Proponents of Prop. 8 (defining marriage as the union of a man and a woman) lacked standing, he said, because they didn't suffer any personal harm when lower courts overturned the voter-approved initiative.
Further, he explained, "Once Proposition 8 was approved, it became a duly enacted constitutional amendment. Petitioners have no role – special or otherwise – in its enforcement. They therefore have no 'personal stake' in defending its enforcement that is distinguishable from the general interest of every California citizen."
The plaintiffs couldn't fight for the proposition, he went on, because it was up to elected officials to defend it, and they chose not to. He added that once the district court issued its order in the case, "the respondents no longer had any injury," a healing of almost biblical proportions.
This said, Roberts declared he was proud to have outdone his previous act of judicial contortion – the determination that Obamacare fines were actually taxes. He then mounted a unicycle, balanced while the rest of the court majority climbed aboard – constructing a pyramid surmounted by Justice Ruth Bader Ginsberg – and trundled off the dais.
But seriously, folks: A lot more was lost in the Supreme Court ruling than the contention that marriage should be defined as the legal union of a man and a woman. What was lost was a key portion of the United States Constitution that the justices, all of them, have sworn to uphold and protect.
Homosexuals, literally dancing in the streets over the majority's ruling, probably didn't much note Justice Anthony Kennedy's dissenting observation that there was "much irony" in the majority's insistence that Proposition 8 litigation be "conducted by state officials whose preference is to lose the case."
Kennedy noted as well, "It must be remembered that both elected officials and initiative proponents receive their authority to speak for the state of California directly from the people." He also pointed out that the California elections code and the state Constitution afford an initiative's proponents "the authority to assert the state's interest in the validity of the initiative" when state officials decline responsibility.
What the Court has done, essentially, is strip the citizens of California – and that's all citizens, regardless of sexuality – of their rights under the Constitution to defend legislation passed by referendum. It has granted elected officials the authority to ignore the will of the people, as expressed in an open election, through sins of omission.
More shockingly, the majority of justices abrogated the First Amendment of the United States Constitution by doing what is forbidden to the Congress. It has abridged the right of the people to petition government for a redress of grievances.
With this, Abraham Lincoln's ideal of a government of the people, by the people and for the people seems to have evaporated. As important as the question of marriage may be, this is a good deal more important.
The Times, it are a-changin': The Los Angeles Times henceforth will be more "fair, nuanced and precise" in its descriptions of illegal aliens. Ooo, ooo, ooo! Sorry! Can't say "illegal aliens" any longer, or "illegal immigrants" or even "undocumented immigrants." (After all, one of the latter may have a passport, which is a kind of documentation, even if insufficient for legal status.)

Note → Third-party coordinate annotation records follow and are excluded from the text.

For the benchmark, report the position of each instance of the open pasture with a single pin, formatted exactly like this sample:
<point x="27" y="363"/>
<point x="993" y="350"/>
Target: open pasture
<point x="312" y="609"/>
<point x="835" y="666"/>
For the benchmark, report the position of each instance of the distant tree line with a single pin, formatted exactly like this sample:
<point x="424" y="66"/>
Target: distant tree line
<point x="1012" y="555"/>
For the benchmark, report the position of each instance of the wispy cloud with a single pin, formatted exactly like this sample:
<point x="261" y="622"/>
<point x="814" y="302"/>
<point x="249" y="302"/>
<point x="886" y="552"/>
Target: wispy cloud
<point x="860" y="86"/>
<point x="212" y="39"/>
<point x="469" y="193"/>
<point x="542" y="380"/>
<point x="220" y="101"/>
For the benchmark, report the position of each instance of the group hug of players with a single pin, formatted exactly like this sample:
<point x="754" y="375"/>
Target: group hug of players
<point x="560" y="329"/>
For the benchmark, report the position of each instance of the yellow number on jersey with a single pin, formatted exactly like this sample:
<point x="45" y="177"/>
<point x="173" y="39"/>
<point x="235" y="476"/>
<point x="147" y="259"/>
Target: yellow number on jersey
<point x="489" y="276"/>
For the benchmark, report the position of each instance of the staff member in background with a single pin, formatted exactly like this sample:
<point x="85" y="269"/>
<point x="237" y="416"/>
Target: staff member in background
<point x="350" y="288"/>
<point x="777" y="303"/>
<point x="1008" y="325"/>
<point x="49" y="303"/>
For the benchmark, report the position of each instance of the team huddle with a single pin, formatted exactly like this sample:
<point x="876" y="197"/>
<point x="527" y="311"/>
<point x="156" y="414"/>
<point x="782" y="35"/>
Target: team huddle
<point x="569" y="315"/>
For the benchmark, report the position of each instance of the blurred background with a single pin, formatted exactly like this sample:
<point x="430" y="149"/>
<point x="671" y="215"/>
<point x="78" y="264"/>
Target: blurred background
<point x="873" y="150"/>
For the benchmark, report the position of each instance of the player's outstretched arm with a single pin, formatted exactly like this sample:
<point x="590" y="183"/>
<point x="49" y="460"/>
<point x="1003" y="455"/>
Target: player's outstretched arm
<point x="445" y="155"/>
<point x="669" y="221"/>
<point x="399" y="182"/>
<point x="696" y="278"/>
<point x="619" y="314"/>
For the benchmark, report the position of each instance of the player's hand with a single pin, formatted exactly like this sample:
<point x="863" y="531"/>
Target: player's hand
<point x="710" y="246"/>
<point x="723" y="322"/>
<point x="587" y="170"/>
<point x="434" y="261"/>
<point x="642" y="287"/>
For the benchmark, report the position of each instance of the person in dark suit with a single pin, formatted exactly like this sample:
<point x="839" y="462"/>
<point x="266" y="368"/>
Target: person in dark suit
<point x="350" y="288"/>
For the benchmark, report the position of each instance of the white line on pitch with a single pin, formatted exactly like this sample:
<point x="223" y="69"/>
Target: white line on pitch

No, no. According to the Times' new guidelines, reporters must "be specific whenever possible in describing an individual’s status: 'Authorities said he crossed the border illegally. She entered the country to attend college but overstayed her student visa. He was brought here as a child by his parents, who entered the U.S. without a visa. The federal government estimates that 11 million immigrants have entered the country illegally or overstayed their visas."
Now, all of these examples describe folks in the United States illegally, and you may argue they may be described accurately as "illegal aliens." But, if we understand the Times, you may describe them as such, but you may not call them such. Not nuanced enough, you know.